Once again, as has happened so many times before and will happen again, the disciples receive a perspective-shifting, earth-shattering word that expands the bounds of grace.  The defining characteristics of a follower of Jesus, Jesus says, are not exclusive.  The lines that denote who is inside and who is outside the group are not narrow.  Value is not placed on things that divide, rather, value is imputed to anyone who seeks to meet the yearning needs of the world in the name of Jesus.  Anyone who is not against us is for us.  Jesus’ definition is generous.  It is steeped in the abundance of grace, not its pretended scarcity.  If the disciples misunderstand this—if they think the Gospel is about narrow truth and purity, and exclusive, brokered membership—they will stumble and cause others to stumble.

Meeting the yearning needs of the world in the abundance of grace.  Ah!  There’s a stewardship sermon in here after all.  We do, in fact, kick off the 2016 Every Member Canvass this day.  Tonight at the EMC dinner here at the Cathedral, we’ll enjoy good food, good music, and good cheer, and the room will be filled with people who have a wide variety of theological opinions, liturgical preferences, and social and political views.  From the outside looking in, the world would claim we are an odd duck.  We don’t fit the mold.  We don’t fall into easily divided categories formed by deep lines in the sand.  Even among Christians, we refuse to circumscribe what it looks like to be a follower of Jesus, because grace is not scarce, it is abundant, and the world is in desperate need.  Indeed, the sub-theme for this year’s EMC speaks to this.  Hear these words from 2nd Corinthians: “God blesses you abundantly, so that in all things at all times…you can share in every good work.”


God is calling us not to be like the twelve disciples in today’s reading, preoccupied with questions of who is in and who is out, who is right and who is wrong, who is pure and who is tainted.  God is calling us to be like that outlier, that fellow who doesn’t have time for such questions because he’s busy healing and feeding and sowing seeds of grace abundantly in the name of Jesus.  How do we ensure, as Christ Church Cathedral, that we are like that guy, that disciple?  How do we be people of abundance who share the grace of Jesus abundantly?  As we move into this all-important EMC campaign, it’s worth remembering what the beloved author Parker Palmer says about abundance:

“Abundance does not happen automatically. It is created when we have the sense to choose community, to come together to celebrate and share our common store. Whether the scarce resource is money or love or power or words, the true law of life is that we generate more of whatever seems scarce by trusting its supply and passing it around. Authentic abundance does not lie in secured stockpiles of food or cash or influence or affection but in belonging to a community where we can give those goods to others who need them—and receive them from others when we are in need.”

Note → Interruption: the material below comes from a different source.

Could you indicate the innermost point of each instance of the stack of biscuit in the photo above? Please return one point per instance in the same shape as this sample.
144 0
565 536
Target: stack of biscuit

This is what we are about at Christ Church Cathedral.  We are disciples of Jesus, participants in grace, people of abundance.  And now is the season when we are asked—called—to share that abundance for the work of the Gospel in this place.  Your vestry has joined in the race, and they have not stumbled.  On this first day of the EMC, they have already each pledged to the campaign.  I, too, have pledged.  I have tithed, committing ten percent of my income to the instruments of the Church for 2016.  EMC packets have arrived at your door, and there are pledge cards in the pews even today.

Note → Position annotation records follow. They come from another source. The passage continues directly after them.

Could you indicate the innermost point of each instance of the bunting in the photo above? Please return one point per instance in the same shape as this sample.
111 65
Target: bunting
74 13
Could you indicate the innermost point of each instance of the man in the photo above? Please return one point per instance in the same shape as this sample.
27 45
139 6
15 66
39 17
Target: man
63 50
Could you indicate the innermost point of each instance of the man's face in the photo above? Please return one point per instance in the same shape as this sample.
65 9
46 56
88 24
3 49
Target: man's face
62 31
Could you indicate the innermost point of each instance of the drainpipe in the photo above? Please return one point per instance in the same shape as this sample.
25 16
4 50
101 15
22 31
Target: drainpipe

Let’s not stumble.  Let’s not draw lines that the Lord Jesus does not draw.  We, as Christian witnesses in a despairing world, as the cathedral church of this great diocese, are called to define ourselves and our community not against the other, but with generosity.  Any who do not stand against grace, in fact, stand for it, and we—a people of abundance—are given the privilege of being disciples.